Closed wsdewitt closed 7 years ago
As per comments in #180, we'd like to make it possible to ensure that any seeds present in a cluster end up the pruned output. I left a review comment about where I think that can fit.
My tiny test tree is:
(((seed:1,(l3:1,l4:2)s2:1,(l5:3,l6:4)s3:1)b:1,(l1:1,l2:2)s1:1),naive0:1);
/-seed
|
| /-l3
/-|--|
| | \--l4
| |
| | /---l5
/-| \-|
| | \----l6
| |
--| | /-l1
| \-|
| \--l2
|
\-naive0
It has 3 subtrees each with 2 leaves.
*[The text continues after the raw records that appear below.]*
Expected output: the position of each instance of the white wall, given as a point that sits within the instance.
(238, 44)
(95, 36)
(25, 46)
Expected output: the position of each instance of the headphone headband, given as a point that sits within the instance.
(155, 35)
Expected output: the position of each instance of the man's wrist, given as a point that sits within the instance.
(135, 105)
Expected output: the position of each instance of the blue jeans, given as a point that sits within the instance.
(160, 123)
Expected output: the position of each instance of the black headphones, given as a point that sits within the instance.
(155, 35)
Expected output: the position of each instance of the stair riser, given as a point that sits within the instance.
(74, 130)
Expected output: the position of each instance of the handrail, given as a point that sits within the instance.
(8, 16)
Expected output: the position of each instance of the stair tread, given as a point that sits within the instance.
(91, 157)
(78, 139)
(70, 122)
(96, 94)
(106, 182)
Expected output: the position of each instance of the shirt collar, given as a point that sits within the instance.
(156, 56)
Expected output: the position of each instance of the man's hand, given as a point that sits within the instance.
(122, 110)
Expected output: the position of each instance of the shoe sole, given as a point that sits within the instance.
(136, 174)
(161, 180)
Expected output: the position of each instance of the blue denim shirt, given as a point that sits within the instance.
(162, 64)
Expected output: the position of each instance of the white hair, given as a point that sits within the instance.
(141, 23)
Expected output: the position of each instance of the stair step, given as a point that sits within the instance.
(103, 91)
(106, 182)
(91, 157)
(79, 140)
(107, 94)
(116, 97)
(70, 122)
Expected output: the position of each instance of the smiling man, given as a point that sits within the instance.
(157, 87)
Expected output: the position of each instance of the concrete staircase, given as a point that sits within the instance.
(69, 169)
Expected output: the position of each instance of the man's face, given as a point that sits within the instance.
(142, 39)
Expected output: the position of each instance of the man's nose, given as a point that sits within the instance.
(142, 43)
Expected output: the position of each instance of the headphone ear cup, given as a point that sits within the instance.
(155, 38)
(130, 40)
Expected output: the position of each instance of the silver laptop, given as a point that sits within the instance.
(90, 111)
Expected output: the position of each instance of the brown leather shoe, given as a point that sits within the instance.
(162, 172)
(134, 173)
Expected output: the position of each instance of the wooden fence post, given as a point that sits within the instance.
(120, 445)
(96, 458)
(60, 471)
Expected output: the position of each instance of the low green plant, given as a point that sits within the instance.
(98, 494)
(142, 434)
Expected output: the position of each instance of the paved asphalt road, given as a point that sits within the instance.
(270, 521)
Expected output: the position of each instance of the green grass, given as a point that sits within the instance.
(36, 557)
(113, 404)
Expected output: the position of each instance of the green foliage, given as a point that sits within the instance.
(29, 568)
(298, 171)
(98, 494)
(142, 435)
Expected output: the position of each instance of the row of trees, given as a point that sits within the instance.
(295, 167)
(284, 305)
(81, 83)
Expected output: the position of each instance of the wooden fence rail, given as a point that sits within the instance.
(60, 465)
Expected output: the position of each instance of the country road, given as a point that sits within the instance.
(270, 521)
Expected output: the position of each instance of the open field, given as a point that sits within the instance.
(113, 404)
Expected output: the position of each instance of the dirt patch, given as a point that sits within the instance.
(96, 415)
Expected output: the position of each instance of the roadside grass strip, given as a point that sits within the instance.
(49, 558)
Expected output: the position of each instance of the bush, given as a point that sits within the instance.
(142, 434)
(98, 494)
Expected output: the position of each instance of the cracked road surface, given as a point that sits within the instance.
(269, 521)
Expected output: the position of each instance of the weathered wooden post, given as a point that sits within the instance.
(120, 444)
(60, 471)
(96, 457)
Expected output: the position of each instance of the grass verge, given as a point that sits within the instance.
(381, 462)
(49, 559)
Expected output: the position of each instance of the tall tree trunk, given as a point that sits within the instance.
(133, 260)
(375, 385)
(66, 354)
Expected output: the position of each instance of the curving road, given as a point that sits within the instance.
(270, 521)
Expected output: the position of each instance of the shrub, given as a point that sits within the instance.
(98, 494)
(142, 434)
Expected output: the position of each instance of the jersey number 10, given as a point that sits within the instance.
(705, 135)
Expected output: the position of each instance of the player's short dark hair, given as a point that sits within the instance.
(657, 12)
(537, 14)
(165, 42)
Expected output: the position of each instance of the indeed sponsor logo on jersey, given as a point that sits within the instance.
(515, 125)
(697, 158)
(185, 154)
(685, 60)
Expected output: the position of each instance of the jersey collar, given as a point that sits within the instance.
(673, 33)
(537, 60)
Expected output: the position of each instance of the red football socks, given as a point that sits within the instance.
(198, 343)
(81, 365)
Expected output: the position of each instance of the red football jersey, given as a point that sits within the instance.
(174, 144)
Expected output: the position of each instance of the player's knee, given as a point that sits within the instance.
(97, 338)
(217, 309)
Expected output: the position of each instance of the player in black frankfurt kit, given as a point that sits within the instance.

The branch lengths are l1 = 1, l2 = 2, l3 = 1, l4 = 2, l5 = 3, l6 = 4
. So if prune.py
is working right, and we ask for 3 leaves, we expect to and do get
naive0
l3
l1
l5
seed
With the old code, we don't get any leaves from the l5,l6
subtree, since they're all further away than the nodes in the other two subtrees.
The leaves_to_keep
set cannot include naive or seed, but we want them in the output taxa IIUC. The reversal of order happens in the indexing on line 70. Maybe slice is not clear, prefer list(reversed(my_list))
?
@metasoarous with the current prune.py
, if we ask for --n 100
seqs, we'll actually get 102 seqs because of the addition of naive and seed. Is this ok by you?
@WSDeWitt I think it would be better to keep it at 100. I can tweak this though when I do my merge.
closes #12